One afternoon in 1992, Olmstead spent several hours with a journalist talking about his experiences—including the event that he occasionally relived in nightmares. In March, 1941, the 23-year-old Manitoba native was a radio operator on the merchant navy ship Agnita. As it sailed off the coast of Africa, it was spotted by the German raider Kormoran, which opened fire. Olmstead and other crew members took to lifeboats. At one point, he looked up to the deck of the Kormoran and “could see machine-guns pointing straight at me. I thought it was the end.” The captain took Olmstead and his shipmates prisoner, and torpedoed the Agnita.

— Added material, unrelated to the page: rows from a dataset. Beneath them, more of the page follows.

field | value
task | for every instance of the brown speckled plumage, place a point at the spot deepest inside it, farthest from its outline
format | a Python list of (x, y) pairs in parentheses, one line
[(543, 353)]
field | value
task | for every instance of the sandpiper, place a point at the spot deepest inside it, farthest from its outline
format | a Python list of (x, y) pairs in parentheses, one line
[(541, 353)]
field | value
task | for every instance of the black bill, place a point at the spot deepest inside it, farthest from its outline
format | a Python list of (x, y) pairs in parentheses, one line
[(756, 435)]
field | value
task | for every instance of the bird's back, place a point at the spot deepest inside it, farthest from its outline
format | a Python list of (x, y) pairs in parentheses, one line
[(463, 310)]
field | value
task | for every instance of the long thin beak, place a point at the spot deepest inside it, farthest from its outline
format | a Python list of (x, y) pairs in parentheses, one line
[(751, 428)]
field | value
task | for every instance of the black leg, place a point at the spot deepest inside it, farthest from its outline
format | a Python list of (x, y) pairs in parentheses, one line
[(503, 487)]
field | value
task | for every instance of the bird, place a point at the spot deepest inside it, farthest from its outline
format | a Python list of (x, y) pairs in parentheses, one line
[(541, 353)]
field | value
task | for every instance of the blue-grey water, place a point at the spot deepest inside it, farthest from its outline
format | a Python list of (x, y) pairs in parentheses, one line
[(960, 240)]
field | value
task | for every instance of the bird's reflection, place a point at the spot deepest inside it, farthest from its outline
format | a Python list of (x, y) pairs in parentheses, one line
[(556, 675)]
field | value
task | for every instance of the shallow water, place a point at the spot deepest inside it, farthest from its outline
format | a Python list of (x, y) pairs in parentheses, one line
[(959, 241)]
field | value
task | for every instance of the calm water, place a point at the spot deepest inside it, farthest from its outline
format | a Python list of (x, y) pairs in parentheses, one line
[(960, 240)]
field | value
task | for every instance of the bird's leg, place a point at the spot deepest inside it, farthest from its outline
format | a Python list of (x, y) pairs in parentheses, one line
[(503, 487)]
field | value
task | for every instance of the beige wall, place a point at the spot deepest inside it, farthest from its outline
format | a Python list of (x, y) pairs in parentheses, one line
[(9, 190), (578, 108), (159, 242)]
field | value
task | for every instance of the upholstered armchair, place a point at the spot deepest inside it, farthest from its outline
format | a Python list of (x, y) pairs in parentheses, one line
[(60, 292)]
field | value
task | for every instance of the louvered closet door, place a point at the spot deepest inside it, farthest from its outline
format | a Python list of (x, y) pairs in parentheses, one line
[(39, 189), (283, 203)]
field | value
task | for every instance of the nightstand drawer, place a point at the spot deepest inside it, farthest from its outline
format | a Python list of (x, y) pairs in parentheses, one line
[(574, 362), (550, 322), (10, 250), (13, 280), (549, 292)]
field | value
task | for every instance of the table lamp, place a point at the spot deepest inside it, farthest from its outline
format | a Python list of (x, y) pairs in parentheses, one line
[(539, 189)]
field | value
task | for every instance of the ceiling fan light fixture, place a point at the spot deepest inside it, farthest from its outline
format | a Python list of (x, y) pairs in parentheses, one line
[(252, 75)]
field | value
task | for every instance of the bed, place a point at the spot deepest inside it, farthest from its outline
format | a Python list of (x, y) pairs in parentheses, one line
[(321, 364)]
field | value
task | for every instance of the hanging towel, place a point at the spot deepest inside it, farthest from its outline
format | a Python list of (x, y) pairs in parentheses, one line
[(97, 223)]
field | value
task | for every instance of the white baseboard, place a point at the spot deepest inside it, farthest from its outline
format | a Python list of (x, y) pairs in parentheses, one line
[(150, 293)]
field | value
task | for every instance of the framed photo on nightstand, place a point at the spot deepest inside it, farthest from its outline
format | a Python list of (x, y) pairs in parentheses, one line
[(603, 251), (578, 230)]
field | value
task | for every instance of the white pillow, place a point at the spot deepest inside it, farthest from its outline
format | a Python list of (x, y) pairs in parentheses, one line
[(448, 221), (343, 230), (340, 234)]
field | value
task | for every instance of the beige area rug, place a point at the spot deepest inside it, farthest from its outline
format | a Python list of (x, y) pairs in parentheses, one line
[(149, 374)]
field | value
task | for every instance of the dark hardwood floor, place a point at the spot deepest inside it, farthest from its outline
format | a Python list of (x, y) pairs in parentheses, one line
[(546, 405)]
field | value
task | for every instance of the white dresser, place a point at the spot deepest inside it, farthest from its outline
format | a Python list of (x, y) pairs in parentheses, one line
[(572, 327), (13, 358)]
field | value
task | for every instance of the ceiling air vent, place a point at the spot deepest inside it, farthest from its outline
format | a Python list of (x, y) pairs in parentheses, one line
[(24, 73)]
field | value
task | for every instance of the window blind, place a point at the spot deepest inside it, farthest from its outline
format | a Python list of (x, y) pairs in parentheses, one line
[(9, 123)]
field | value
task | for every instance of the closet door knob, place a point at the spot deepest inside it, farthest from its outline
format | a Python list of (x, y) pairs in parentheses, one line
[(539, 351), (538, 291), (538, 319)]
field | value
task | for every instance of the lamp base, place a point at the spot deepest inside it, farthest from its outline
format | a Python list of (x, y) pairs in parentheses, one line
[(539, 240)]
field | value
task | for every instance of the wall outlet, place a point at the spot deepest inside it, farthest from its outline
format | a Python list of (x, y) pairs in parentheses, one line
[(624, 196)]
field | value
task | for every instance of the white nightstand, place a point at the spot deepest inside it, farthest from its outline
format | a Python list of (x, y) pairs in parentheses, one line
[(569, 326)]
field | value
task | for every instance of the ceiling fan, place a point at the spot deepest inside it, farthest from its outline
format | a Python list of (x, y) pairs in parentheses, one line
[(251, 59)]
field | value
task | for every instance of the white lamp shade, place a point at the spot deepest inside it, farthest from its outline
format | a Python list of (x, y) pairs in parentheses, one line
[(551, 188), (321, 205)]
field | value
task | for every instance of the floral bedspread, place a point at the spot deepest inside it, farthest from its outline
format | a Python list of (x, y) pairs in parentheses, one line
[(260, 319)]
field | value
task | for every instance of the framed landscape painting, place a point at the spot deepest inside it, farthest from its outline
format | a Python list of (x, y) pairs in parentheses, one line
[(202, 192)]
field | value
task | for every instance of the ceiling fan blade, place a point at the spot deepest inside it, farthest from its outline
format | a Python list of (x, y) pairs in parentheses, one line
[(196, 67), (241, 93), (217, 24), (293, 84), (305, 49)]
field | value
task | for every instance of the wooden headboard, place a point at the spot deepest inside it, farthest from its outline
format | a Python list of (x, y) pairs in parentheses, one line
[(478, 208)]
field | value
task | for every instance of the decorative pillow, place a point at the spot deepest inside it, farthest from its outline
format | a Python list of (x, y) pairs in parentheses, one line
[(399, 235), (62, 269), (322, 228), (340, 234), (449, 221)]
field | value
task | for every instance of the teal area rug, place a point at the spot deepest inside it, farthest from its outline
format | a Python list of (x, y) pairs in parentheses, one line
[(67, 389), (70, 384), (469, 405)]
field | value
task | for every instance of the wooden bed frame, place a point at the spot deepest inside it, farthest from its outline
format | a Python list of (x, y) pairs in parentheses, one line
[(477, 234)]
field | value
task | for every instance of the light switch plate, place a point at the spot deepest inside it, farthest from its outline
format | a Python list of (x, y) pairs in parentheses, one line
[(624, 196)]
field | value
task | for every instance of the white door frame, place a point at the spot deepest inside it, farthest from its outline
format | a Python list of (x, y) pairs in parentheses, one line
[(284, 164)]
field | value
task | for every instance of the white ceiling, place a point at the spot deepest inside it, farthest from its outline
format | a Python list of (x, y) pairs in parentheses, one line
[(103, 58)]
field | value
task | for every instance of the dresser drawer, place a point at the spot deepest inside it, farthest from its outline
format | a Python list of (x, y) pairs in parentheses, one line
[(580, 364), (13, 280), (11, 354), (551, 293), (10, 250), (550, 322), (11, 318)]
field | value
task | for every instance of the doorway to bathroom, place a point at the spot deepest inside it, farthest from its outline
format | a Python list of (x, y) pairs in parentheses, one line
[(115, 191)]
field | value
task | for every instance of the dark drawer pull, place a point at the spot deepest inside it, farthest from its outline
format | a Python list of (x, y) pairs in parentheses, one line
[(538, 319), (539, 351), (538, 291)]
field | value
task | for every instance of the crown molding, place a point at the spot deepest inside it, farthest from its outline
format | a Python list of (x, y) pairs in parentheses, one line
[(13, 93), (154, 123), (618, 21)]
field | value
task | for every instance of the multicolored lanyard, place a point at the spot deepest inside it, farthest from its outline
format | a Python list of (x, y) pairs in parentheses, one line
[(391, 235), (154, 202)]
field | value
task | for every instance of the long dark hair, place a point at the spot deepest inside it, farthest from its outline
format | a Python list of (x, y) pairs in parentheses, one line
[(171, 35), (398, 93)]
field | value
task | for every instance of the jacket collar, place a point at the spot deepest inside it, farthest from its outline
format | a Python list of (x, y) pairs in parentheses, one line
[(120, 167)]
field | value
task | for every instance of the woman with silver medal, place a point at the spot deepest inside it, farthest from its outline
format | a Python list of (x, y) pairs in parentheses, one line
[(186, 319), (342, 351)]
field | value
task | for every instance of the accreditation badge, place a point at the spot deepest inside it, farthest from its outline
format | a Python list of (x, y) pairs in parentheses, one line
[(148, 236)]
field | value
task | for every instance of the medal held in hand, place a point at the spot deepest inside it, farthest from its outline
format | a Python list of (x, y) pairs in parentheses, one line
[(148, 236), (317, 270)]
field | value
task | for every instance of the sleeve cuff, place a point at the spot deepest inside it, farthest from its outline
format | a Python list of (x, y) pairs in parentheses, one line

Olmstead ended up in a camp in Germany that contained 3,500 prisoners from 34 countries. There, he lived in a small room with 25 other prisoners, and remembered being “always hungry and almost always cold.” But he considered himself well-off: the next compound was filled with East Europeans, fed so little that many starved to death. When Olmstead and Canadian and British colleagues rolled potatoes to them under a fence, guards fired on the prisoners who tried to retrieve them.

When the war ended in 1945, the federal government refused to grant merchant seamen the full range of benefits ac-

corded other veterans, such as pensions and a subsidized university education. “That pushed them back into the merchant navy,” said Foster Griezic, a professor and labour historian who worked with Olmstead for more than a decade. “That suited the government and shipping bosses, because it gave Canada readymade labour at sea that gave it an edge over other countries.” No one officially acknowledged that as the reason. Successive governments—and representatives of leading veterans’ groups—argued that merchant seamen were not “proper” veterans because they didn’t serve the government directly. There were suggestions that their union leaders were covert Communists, and that the seamen, if they cared about Canada, would have joined the “real” armed forces. All that was a blend of fiction and distorted fact. Of 12,000 Canadian merchant seamen then, at least 7,000 sailed through officially described “dangerous waters.” In the Battle of the Atlantic, one out of every four men who sailed died. Winston Churchill said: “The Battle of the Atlantic was won by the courage, fortitude and determination of Allied merchant seamen.”

Olmstead, who became an engineer, began the full-time fight for recognition after his retirement in the 1980s. His weapons included old Hansards, oral histories from other veterans, and documentation of how other Allies— including Britain, the United States, Norway and Australia—recognized veterans. His allies included other vets, his wife, Dorothy, Griezic and Marshall. When Olmstead presented his final brief to a parliamentary committee last Nov. 5, illness had withered him and forced him into a wheelchair. But he told Griezic he would use his sickness “as another weapon”—to make his presentation that much more powerful. When he realized his illness was terminal, he arranged his will and tax return, contacted friends to say goodbye, and gave his file and tapes to Griezic with instructions to turn it into a book.

On March 25, Bill C-61 came into effect, extending the 1992 legislation and granting full recognition and pension benefits to the surviving seamen. A parliamentary committee is considering what—if any—compensation to give surviving vets for benefits previously denied. Olmstead’s estimate was that at least $ 100,000 would be appropriate. Some opposition MPs consider that figure modest. Whatever the amount, the settlement would mark the final chapter of the struggle. By Olmstead’s end, Griezic says, “Gordon was quite angry. He couldn’t understand why it was so hard to get so little for people who did so much.” That question is unanswered. But without Gordon Olmstead, it might never have been raised.